At the Australasian Oil and Gas Exhibition & Conference in Perth, Australia this month, Woodside Energy chief operations officer Meg O’Neill outlined the company’s plans to expand its LNG production capacity to meet growing domestic and international natural gas demand. It also plans to add LNG fuelling infrastructure for trucks and vessels.
Under the Burrup Hub project, Australian energy company Woodside Energy is proposing to develop some 20-25Tn ft3 of gas resources from Scarborough, Browse and Pluto offshore gas fields, and expand its Pluto LNG and North West Shelf (NWS) Project facilities, creating a regional LNG production centre in Western Australia.
Major components of the expansion include a second liquefaction train at Pluto LNG, a floating production unit at Scarborough connecting to shore via a new 430-km pipeline and two floating production, storage and offloading vessels at the Browse basin connecting to the NWS Project.
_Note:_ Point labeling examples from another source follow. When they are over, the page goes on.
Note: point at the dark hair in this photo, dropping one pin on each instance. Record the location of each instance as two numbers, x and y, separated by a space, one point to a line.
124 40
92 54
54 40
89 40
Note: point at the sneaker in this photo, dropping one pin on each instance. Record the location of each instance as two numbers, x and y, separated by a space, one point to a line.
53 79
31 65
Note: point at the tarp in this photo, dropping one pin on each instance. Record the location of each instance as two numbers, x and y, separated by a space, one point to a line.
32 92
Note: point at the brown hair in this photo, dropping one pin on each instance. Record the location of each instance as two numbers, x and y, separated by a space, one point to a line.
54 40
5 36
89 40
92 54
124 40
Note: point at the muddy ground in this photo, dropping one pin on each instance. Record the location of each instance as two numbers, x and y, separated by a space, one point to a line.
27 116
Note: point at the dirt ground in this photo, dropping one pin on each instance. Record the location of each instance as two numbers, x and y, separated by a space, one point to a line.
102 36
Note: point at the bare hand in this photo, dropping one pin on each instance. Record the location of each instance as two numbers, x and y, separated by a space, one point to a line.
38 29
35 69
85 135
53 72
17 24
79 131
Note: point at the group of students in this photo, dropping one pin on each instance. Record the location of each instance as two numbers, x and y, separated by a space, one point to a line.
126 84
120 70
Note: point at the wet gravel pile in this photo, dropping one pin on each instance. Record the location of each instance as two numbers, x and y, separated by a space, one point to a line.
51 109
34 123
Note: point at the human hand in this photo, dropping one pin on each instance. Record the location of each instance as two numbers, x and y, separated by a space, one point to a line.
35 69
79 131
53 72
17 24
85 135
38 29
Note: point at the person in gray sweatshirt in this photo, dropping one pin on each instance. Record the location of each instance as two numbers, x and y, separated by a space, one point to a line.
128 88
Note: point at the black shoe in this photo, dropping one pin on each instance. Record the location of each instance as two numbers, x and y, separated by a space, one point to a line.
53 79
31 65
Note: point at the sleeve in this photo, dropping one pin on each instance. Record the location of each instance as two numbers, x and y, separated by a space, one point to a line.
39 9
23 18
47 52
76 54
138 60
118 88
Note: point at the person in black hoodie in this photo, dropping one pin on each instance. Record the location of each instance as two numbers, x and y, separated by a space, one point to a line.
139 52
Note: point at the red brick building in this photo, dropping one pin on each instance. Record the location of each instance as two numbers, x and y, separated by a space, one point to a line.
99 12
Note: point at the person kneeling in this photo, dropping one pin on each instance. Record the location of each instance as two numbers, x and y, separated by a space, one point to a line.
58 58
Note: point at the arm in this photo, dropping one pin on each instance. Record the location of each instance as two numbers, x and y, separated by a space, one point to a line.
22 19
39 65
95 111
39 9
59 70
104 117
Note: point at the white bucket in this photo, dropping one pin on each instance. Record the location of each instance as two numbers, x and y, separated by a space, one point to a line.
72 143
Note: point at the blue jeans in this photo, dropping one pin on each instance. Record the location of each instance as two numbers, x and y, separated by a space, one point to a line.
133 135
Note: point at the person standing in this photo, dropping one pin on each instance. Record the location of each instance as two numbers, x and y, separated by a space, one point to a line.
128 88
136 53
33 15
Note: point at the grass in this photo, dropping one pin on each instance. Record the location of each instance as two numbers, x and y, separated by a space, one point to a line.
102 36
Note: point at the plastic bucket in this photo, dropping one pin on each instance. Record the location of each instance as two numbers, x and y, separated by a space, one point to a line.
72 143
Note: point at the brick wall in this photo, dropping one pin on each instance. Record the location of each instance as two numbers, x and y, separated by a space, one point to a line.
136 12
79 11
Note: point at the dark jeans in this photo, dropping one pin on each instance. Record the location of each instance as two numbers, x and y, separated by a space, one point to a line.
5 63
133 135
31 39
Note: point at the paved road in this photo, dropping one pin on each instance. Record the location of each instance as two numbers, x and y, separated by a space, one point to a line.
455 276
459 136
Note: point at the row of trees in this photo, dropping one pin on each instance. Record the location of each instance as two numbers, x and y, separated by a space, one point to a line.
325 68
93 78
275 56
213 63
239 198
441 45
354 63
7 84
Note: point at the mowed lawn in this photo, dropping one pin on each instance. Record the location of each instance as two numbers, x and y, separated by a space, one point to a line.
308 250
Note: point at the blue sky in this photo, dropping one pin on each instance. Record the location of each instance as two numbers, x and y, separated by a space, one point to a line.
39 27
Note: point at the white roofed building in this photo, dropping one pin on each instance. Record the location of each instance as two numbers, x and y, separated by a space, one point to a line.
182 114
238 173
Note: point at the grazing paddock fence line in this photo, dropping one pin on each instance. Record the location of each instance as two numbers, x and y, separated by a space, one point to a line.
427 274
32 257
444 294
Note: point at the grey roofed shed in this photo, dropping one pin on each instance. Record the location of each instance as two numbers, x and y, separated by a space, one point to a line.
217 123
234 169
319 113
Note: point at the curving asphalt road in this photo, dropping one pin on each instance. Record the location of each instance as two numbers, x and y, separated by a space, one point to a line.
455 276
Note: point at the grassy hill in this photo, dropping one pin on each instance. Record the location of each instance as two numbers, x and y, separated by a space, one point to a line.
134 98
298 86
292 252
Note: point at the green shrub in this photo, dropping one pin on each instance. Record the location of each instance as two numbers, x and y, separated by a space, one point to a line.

A pipeline would also be built connecting the NWS Project Karratha Gas Plant to the Pluto LNG facility.
The second train at Pluto LNG would be a small-scale liquefaction plant with a capacity of 1.5 mta, whose modular approach should shorten construction time.
“FIDs on Scarborough, Pluto train 2 and Browse are targeted for 2020,” said Ms O’Neill. While the idea would be to maximise local content, she said some specialist components require global capabilities not currently available in Western Australia, such as the offshore floating facilities and LNG train modules. These would need to be constructed overseas.
LNG fuelling infrastructure planned
LNG as a transportation fuel is also high on Woodside Energy’s agenda. Ms O’Neill said that later this month the company will open an LNG truck-loading facility at the Pluto Plant to supply LNG as a locally produced, lower-emissions fuel to customers in remote areas across northern Western Australia.
“Woodside has also been working to develop the potential for LNG as a cleaner marine fuel and we believe Western Australia can lead the way in this emerging market as the International Maritime Organisation’s 2020 deadline for low-sulphur marine fuel approaches. Woodside has been talking to the big miners about using LNG to fuel the busy marine trade routes from Western Australia to Asia and we are tendering for a bunkering vessel to ensure the ships can be readily refuelled in Western Australia, using Western Australian LNG.”
A joint industry partnership (JIP) was formed in 2018 to develop an LNG-fuelled 260,000-dwt Newcastlemax bulk carrier design that could operate in the coal and iron ore trade between Australia and China. Woodside Energy, Australian mining companies BHP, Fortescue Metals Group and Rio Tinto, shipowners MOL, U-Ming, and China Merchant Energy Shipping, ship designer SDARI, Shell and class society DNV GL were part of the project.
Based on the JIP’s analysis, two fuel tanks in the bulk carrier would have a capacity of 8,000 m3, which would minimise LNG bunkering time per round trip and maximise LNG fuel storage capacity to meet requirements for longer trade routes in the future, according to DNV GL. The tank size is based on two round trips from Western Australia to China using two LNG Type C tanks.
Woodside Energy also wants its entire OSV fleet operating off Australia’s northwest coast to burn LNG as fuel by 2022. One of its chartered OSVs is the dual-fuel burning Siem Thiima, owned by Norway’s Siem Offshore that can operate on LNG or marine diesel oil. The OSV is currently bunkered with LNG using tanker trucks.
Ms O’Neill told conference delegates that gas reduces emissions globally when it displaces other fossil fuels and has a “big role to play in delivering the energy the world needs while tackling global climate change.”